2.「天空の城ラピュタ」の舞台でミシュラン2つ星を堪能

「行かずに死ねないフランスのホテル」10選、取材歴30年で900泊したジャーナリストがたどり着いた答えとは?Photo by Kazuyuki Yamaguchi
Hostellerie du Vieux Cordes(オステリエ・デュ・ビューコルド)
・価格は季節・曜日によって異なるので、要問い合わせ

 フランスにはオーベルジュと呼ばれる伝統的なホテルが点在している。日本語に訳せば旅籠という言葉がピッタリだ。

 地元食材を使った料理が自慢のレストランが必ず併設されている。庶民的な価格で宿泊できるところも多いが、宿泊予約サイトで部屋を確保してホテルに到着してみると玄関ドアにミシュランのステッカーが貼ってあるなんてことは何回も体験している。今回もミシュラン2つ星のレストランをホテルがかかえていた。

「行かずに死ねないフランスのホテル」10選、取材歴30年で900泊したジャーナリストがたどり着いた答えとは?Photo by Kazuyuki Yamaguchi

 フランス中南部、街全体が世界遺産というアルビで仕事をすませ、コルドシュールシエル(Cordes-sur-Ciel)という村を目指した。ここはフランスでも人気のある村で、その景観から「天空の城」と呼ばれ、実際にアニメ「天空の城ラピュタ」のモデルになったとも言われる。河川によって四方をえぐられた小高い丘に石造りの道と集落が作られ、その真ん中にオステリエ・デュ・ビューコルド(Hostellerie du Vieux Cordes)があった。

 石畳の急坂をクルマで上り、城門をくぐってホテル前の狭い道に乗りつけて荷物を降ろすと、集落の端にある駐車スペースにクルマをまわすように案内された。
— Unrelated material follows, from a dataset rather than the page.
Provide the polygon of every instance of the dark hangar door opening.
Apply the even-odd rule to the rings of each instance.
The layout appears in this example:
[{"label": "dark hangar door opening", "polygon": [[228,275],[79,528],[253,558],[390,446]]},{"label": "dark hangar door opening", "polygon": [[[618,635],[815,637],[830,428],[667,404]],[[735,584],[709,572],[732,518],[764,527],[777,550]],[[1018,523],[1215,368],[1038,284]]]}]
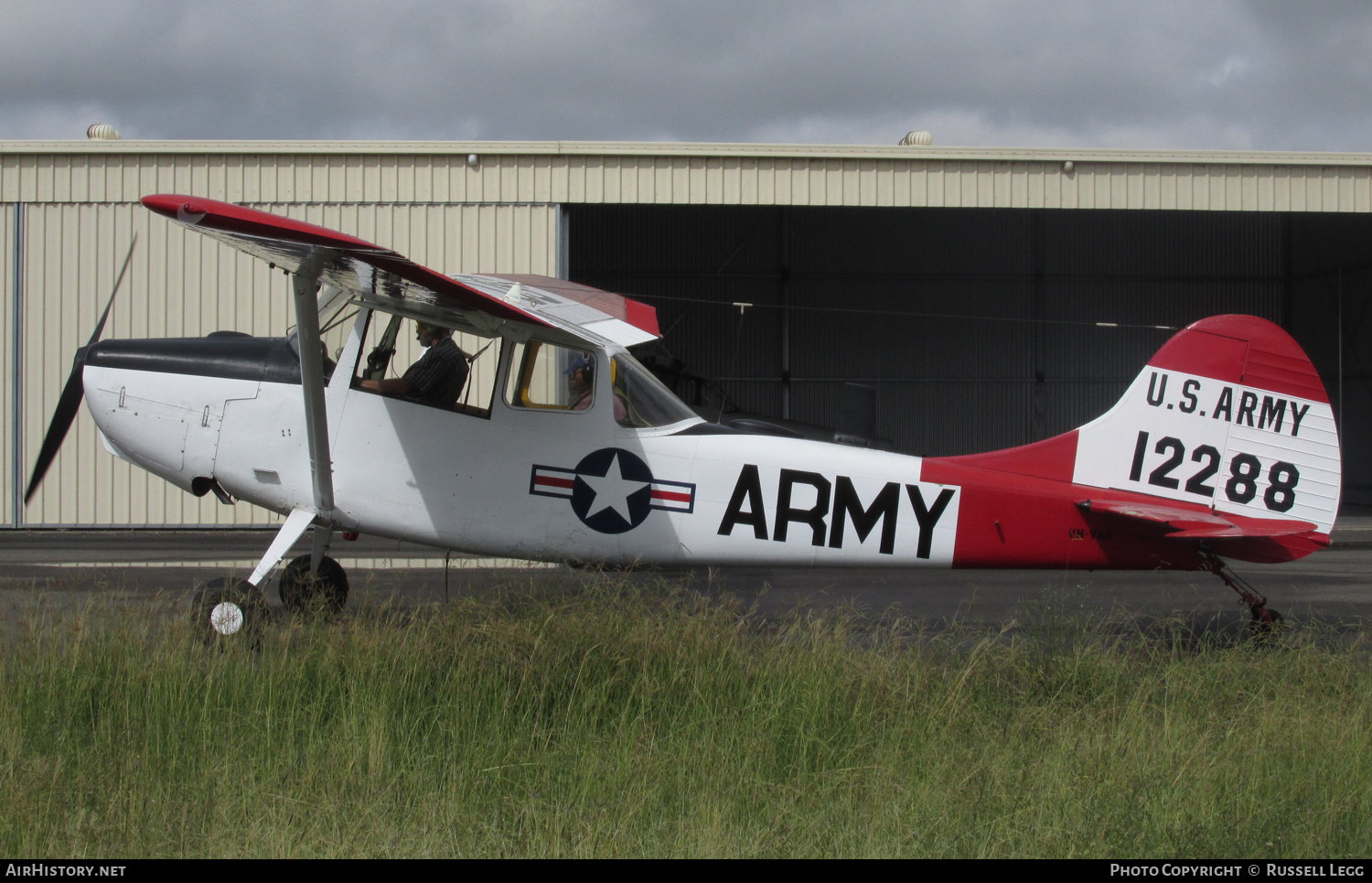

それほどこの町はこぢんまりとしていて、ネコが石畳でのんびりと昼寝をしている。クルマなんてめったに走らないのである。

 フロントの奥に中庭があるのだが、樹齢300年の藤(ウィステリア)が屋根のように天井を覆い、夏でもしっとりとしている。ここが朝食会場で、シェフをはじめとした料理人が働く厨房が窓越しにうかがえる。古城のような、それでいて真新しい石造りのらせん階段を使って部屋まで上がる。

「行かずに死ねないフランスのホテル」10選、取材歴30年で900泊したジャーナリストがたどり着いた答えとは?Photo by Kazuyuki Yamaguchi

 最高なのは丘陵地が見渡せるテラスにあるディナーテーブルだ(現在は改装されて建物内にテーブルが配置される)。絶景を見ながらミシュラン掲載の料理をいただく。フランスではムニュ(menu)と呼ばれる前菜・メイン・デザートの定食を頼むのがてっとり早く、このレストランには23ユーロ(3680円)と39ユーロ(6240円)が用意されている。

 天空の城の全容を目撃するために、谷の向こうにある尾根の上まで歩くことをおすすめしたい。日没時と翌朝にそれぞれ1時間かけて向かいの尾根に立ってみたが、おもわず仁王立ちして「地上の楽園を見たぞ!」と叫びたくなるほど壮観だった。